Emerging from a stormy sea of changing headlines, is a 193-page opinion from the Supreme Court, which largely upholds the Patient Protection and Affordable Care act, affectionately known to some as “Obamacare.” No doubt you’ve already heard in this lightning fast Age of Information that various news outlets preemptively got it wrong, declaring the mandate struck down. I won’t name names.

It’s no wonder that Court Watchers were befuddled as the Justices took turn reading sections of the opinion from the bench, and thousands of Court Wonks hung on live blogs and coverage of the historic event. The opinion consists of four sections, some subdivided, an additional partially concurring opinion, and two separate dissents, all of which are joined by varying numbers of judges. Confused yet?

The Court issued an opinion on two aspects of the law, a Medicaid expansion and the individual mandate. The expansion is upheld as far as adding more eligible persons to the rolls, but struck down with respect to limiting funds to states that refuse to do so.

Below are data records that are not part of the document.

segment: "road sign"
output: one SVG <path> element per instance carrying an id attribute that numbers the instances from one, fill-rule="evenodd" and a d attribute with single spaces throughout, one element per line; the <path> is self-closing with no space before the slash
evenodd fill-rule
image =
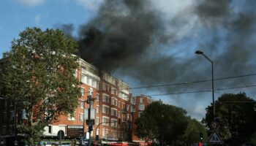
<path id="1" fill-rule="evenodd" d="M 61 140 L 61 139 L 64 139 L 64 138 L 65 137 L 65 134 L 63 131 L 63 130 L 60 130 L 58 131 L 57 136 L 58 136 L 59 139 Z"/>
<path id="2" fill-rule="evenodd" d="M 215 130 L 211 133 L 208 144 L 223 144 L 223 141 Z"/>
<path id="3" fill-rule="evenodd" d="M 219 124 L 218 124 L 218 123 L 217 123 L 217 122 L 214 121 L 214 122 L 212 122 L 212 123 L 211 123 L 211 128 L 216 129 L 216 128 L 218 128 Z"/>

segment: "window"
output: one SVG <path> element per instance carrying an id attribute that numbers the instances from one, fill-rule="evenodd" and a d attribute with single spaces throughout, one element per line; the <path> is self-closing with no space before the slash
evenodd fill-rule
<path id="1" fill-rule="evenodd" d="M 25 109 L 23 109 L 23 110 L 21 110 L 21 118 L 22 118 L 23 120 L 24 120 L 24 119 L 28 119 L 28 118 L 27 118 L 27 116 L 26 116 L 26 110 L 25 110 Z"/>
<path id="2" fill-rule="evenodd" d="M 80 113 L 80 120 L 83 121 L 83 119 L 84 119 L 83 113 Z"/>
<path id="3" fill-rule="evenodd" d="M 107 137 L 107 138 L 108 138 L 109 137 L 108 137 L 108 129 L 105 129 L 105 133 L 106 133 L 106 137 Z"/>
<path id="4" fill-rule="evenodd" d="M 116 89 L 115 88 L 112 88 L 111 93 L 114 94 L 114 95 L 116 95 Z"/>
<path id="5" fill-rule="evenodd" d="M 75 112 L 74 114 L 68 114 L 67 115 L 67 120 L 75 120 Z"/>
<path id="6" fill-rule="evenodd" d="M 105 137 L 105 128 L 102 128 L 102 137 Z"/>
<path id="7" fill-rule="evenodd" d="M 86 84 L 90 85 L 90 81 L 91 81 L 91 79 L 87 77 Z"/>
<path id="8" fill-rule="evenodd" d="M 109 96 L 107 94 L 103 94 L 102 101 L 109 103 Z"/>
<path id="9" fill-rule="evenodd" d="M 1 99 L 0 99 L 1 100 Z M 7 101 L 4 101 L 3 110 L 6 110 L 7 108 Z"/>
<path id="10" fill-rule="evenodd" d="M 99 105 L 97 105 L 96 113 L 99 113 Z"/>
<path id="11" fill-rule="evenodd" d="M 138 118 L 140 118 L 142 113 L 143 113 L 143 112 L 138 112 Z"/>
<path id="12" fill-rule="evenodd" d="M 13 110 L 12 110 L 12 111 L 10 111 L 10 120 L 14 120 L 14 117 L 15 117 L 15 112 L 14 112 L 14 111 Z"/>
<path id="13" fill-rule="evenodd" d="M 108 126 L 109 118 L 108 117 L 102 117 L 102 123 L 104 126 Z"/>
<path id="14" fill-rule="evenodd" d="M 115 99 L 113 98 L 111 99 L 111 105 L 115 105 Z"/>
<path id="15" fill-rule="evenodd" d="M 111 115 L 116 116 L 117 115 L 117 110 L 111 108 Z"/>
<path id="16" fill-rule="evenodd" d="M 6 112 L 3 112 L 3 123 L 5 123 L 7 122 L 7 113 Z"/>
<path id="17" fill-rule="evenodd" d="M 103 88 L 103 91 L 109 91 L 109 85 L 106 83 L 103 83 L 103 85 L 102 85 L 102 88 Z"/>
<path id="18" fill-rule="evenodd" d="M 99 90 L 99 82 L 96 82 L 96 88 L 97 89 L 97 90 Z"/>
<path id="19" fill-rule="evenodd" d="M 51 134 L 51 128 L 52 126 L 48 126 L 48 133 L 49 134 Z"/>
<path id="20" fill-rule="evenodd" d="M 12 101 L 12 100 L 11 100 L 11 101 L 10 101 L 10 107 L 12 107 L 13 105 L 14 105 L 13 101 Z"/>
<path id="21" fill-rule="evenodd" d="M 106 105 L 102 106 L 102 113 L 108 114 L 109 112 L 109 107 Z"/>
<path id="22" fill-rule="evenodd" d="M 82 74 L 82 77 L 81 77 L 81 82 L 83 82 L 83 83 L 86 83 L 86 79 L 87 79 L 87 77 L 86 77 L 86 76 L 85 76 L 84 74 Z"/>
<path id="23" fill-rule="evenodd" d="M 7 131 L 6 126 L 4 126 L 2 127 L 1 134 L 2 134 L 3 135 L 5 135 L 5 134 L 6 134 L 6 131 Z"/>
<path id="24" fill-rule="evenodd" d="M 96 125 L 99 125 L 99 118 L 97 117 L 96 118 Z"/>
<path id="25" fill-rule="evenodd" d="M 111 127 L 117 127 L 117 120 L 111 119 Z"/>
<path id="26" fill-rule="evenodd" d="M 120 118 L 120 111 L 118 111 L 118 118 Z"/>
<path id="27" fill-rule="evenodd" d="M 123 114 L 123 121 L 125 120 L 125 115 Z"/>
<path id="28" fill-rule="evenodd" d="M 80 101 L 80 107 L 81 109 L 84 108 L 84 101 Z"/>
<path id="29" fill-rule="evenodd" d="M 96 94 L 96 100 L 97 101 L 99 100 L 99 93 Z"/>
<path id="30" fill-rule="evenodd" d="M 117 99 L 115 99 L 115 105 L 117 106 Z"/>
<path id="31" fill-rule="evenodd" d="M 143 104 L 143 98 L 140 98 L 140 104 Z"/>
<path id="32" fill-rule="evenodd" d="M 144 110 L 144 104 L 139 104 L 139 110 Z"/>
<path id="33" fill-rule="evenodd" d="M 86 68 L 82 68 L 82 74 L 86 74 Z"/>
<path id="34" fill-rule="evenodd" d="M 81 88 L 81 96 L 84 96 L 84 88 Z"/>
<path id="35" fill-rule="evenodd" d="M 92 79 L 91 79 L 91 86 L 94 88 L 96 88 L 96 82 Z"/>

The mandate is upheld overall, surviving by being being both a tax and not a tax. Yup….Bear with me.

The mandate is a “Penalty” and not a “Tax” in order to have a ruling on this lawsuit. A dusty old law known as the Anti Injunction Act could have precluded a suit, and a ruling, since the law hasn’t fully gone into effect and no “Penalties” have been collected. The Court determined Congress didn’t intend to preempt suits over this “Penalty”.

So, even though the mandate isn’t a tax for purposes of whether the Court can issue a ruling, the mandate’s “Penalty” is upheld under the power of Congress to “lay and collect taxes.” The opinion sums up this conundrum:

“The Affordable Care Act describes the “[s]hared responsibility payment” as a “penalty,” not a “tax.” That label is fatal to the application of the Anti-Injunction Act. It does not, however, control whether an exaction is within Congress’s power to tax.”

So there you go. As my grandmother used to say, “Clear as mud.”